Now it is true that the hobbits (excepting Bilbo and Frodo, and perhaps Sam … and Merry and Pippin) would indeed have preferred to live quiet rural lives, if they could have. Unfortunately for them, and Stimpson’s point, there is much more to Middle-earth than the Shire. By the same token, any degree of English nationalism that the hobbits represent is highly qualified. Tolkien himself pointed out that ‘hobbits are not a Utopian vision, or recommended as an ideal in their own or any age. They, as all peoples and their situations, are an historical accident – as the Elves point out to Frodo – and an impermanent one in the long view.’ It is also possible, as Jonathan Bate suggests, to draw a distinction between love of the local land, on the one hand, and patriotic love of the fatherland on the other. In The Lord of the Rings, the lovingly detailed specificities of the natural world – which include but far outrun those of the Shire – far exceed any kind of abstract nationalism.
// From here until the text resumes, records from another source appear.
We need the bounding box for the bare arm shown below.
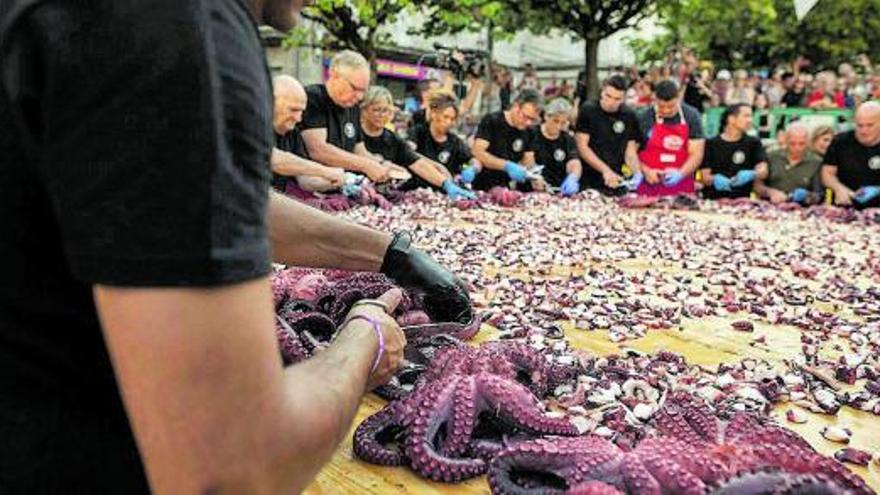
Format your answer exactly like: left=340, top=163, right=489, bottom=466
left=268, top=192, right=391, bottom=272
left=822, top=164, right=856, bottom=206
left=94, top=278, right=392, bottom=493
left=681, top=139, right=706, bottom=175
left=270, top=148, right=337, bottom=185
left=409, top=157, right=452, bottom=187
left=472, top=138, right=507, bottom=170
left=302, top=129, right=382, bottom=178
Stimpson also accuses Tolkien of ‘class snobbery’ – that is, the lord of the manor’s disdain for commoners, and, by extension, the working class. Well, in The Hobbit, perhaps; but only zealous detectors of orcism and trollism would ignore its other virtues, such as any quality as a story. And its hero, if no peasant, is plainly no lord. But with The Lord of the Rings – if this charge means anything worse than a sort of chivalrous paternalism, appropriate to someone growing up at the turn of this century, which now looks dated – then it fails.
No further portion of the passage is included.